Wednesday, April 15, 2020

Review: History of Japan (Captivating History)

I took a Japanese history class at the University of Hawai`i back in 1996, but didn't think too much about it until I started a job here in Japan in January.

Since Amazon was offering this Kindle Unlimited ebook that cost nothing, I decided to check it out. Though it's not exactly a great piece of scholarship (or even serious writing), it was a good refresher.

Depending on how you slice it, Japanese history can be divided into five periods. These are my definitions:
  1. Pre-history (to about 600 A.D.)
  2. Warring families (to about 1300)
  3. Three shogunates (to 1853)
  4. Bakumatsu to 1945
  5. Post-war
Prehistory includes the Jomon and Yayoi cultures.

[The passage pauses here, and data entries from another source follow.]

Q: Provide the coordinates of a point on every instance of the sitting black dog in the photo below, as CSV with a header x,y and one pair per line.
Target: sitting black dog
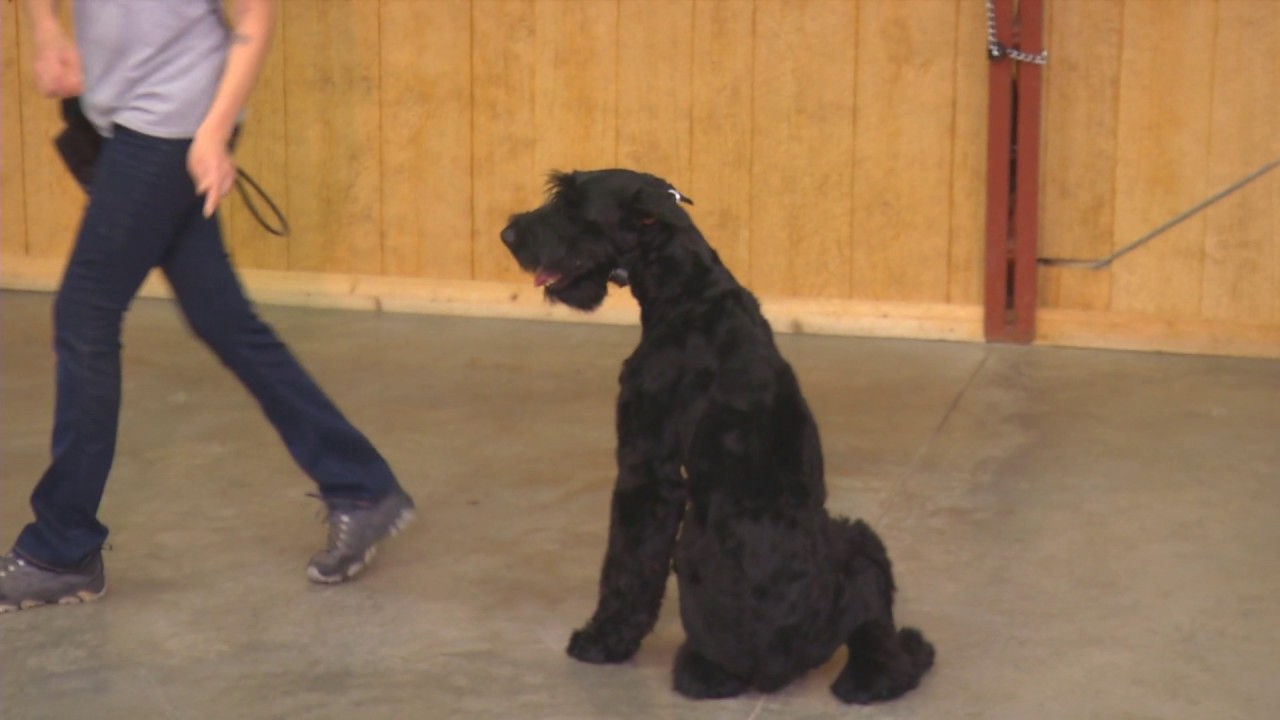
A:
x,y
720,465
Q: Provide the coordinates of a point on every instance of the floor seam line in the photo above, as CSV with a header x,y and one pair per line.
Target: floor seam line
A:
x,y
933,436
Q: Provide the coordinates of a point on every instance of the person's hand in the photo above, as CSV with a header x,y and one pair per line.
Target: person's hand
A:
x,y
211,167
58,69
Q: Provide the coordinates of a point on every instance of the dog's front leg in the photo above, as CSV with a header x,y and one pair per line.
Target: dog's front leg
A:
x,y
648,504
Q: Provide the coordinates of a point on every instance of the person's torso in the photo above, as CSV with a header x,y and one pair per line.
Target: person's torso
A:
x,y
151,65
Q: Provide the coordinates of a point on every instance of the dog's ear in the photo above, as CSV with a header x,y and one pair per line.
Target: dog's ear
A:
x,y
661,204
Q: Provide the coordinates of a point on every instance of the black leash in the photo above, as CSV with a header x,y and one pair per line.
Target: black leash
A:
x,y
245,178
80,145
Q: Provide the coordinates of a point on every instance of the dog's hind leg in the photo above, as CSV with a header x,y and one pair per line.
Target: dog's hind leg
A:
x,y
648,504
883,661
696,677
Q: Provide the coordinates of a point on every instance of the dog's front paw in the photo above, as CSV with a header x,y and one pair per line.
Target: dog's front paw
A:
x,y
600,643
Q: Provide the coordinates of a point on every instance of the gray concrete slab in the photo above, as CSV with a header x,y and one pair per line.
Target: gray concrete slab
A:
x,y
1082,533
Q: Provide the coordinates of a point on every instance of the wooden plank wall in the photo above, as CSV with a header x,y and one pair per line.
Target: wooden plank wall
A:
x,y
835,147
1151,106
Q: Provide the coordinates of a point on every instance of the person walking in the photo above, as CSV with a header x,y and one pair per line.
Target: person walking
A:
x,y
165,85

The big discussions about this period are where they came from, what pottery technology they had and how they might be related to the (comparatively) indigenous Emishi and Ainu.

The warring families period includes religious conflict between Shinto and Buddhism, administrative reforms and cultural developments following contacts with China, civil war, and expansion to the northeast. Like feudal Europe, the names of the families don't really matter -- just that there were a lot of clans and they fought for power.

The shogunates (Kamakura, Ashikaga, and Tokugawa) supplanted the emperor in terms of authority, but not as the symbolic head of state. This period includes the Mongol invasions and the time of Warring States. The third shogunate faced a crisis when it was forced to open to the outside world 1853.

The Bakumatsu is the "end of the shogunate" period. It begins in 1853 and technically lasted until the Meiji Restoration in 1868, but the effects of Japan's epiphany that there's an outside world that it needed to catch up to (and surpass) were driving factors until 1945.

Since then, Japan has caught up to the West in terms of its economy, but rapid growth stopped in the 1990s. Nowadays, it is dealing with issues like a declining birthrate, an aging population, and massive amounts of internally held public debt.

The book is an easy read, but there are some confusing parts. For example, in 645 the pro-Shinto Fujiwara clan staged a coup against the pro-Buddhist Soga clan, and Tenji became emperor, but then "Buddhism was named the national religion." So ... the losers won?

Other parts are strangely worded. Near the end of World War II, "Thailand had the support of pro-Allied rebels, which prevented the entrenchment of the Japanese." But if the "rebels" were supporting the Thai government, could they really be called rebels?

Then, describing the Battle of the Coral Sea, the Japanese sank "several US ships, including Lexington, which represented a good chunk of the US carrier strength."

Is that the term? "A good chunk"?

At some points, the vagueness of the passive tense turns bothersome. "There were bombing raids on the city of Osaka … 1,700 bombs were dropped" and "civilian targets were bombed, giving rise to severe accusations based on ethical reasons."

I think the author was working under some tight deadlines, because the frequency of awkward descriptions and word choice errors become more frequent in later chapters. For instance, "Okinawa is one of the islands in the Kyushu area of Japan located south of the country." No. First, Okinawa is part of the country, not south of it; second, Okinawa is about as far from Kyushu as Norfolk is from Boston – nearly 600 miles.

A few paragraphs later, the author describes "the annexation of Okinawa," though he probably meant "occupation." The U.S. never annexed Okinawa.

Sadly, Japanese history appears to end in 1954, with nothing significant happening again until the Heisei era began in 1989. Apart from a few final notes on current issues, that is pretty much how the book ends.

In summary, it's a fairly easy read. There's a lot of discussion about battles, how bad the peasants had it, and various power struggles, but very little in terms of what drove the evolution of the Japanese state. If you're interested in the broad strokes of Japanese history, it's worth the price, but don't expect a deep discussion about any particular topic. And certainly not an accurate or trustworthy one.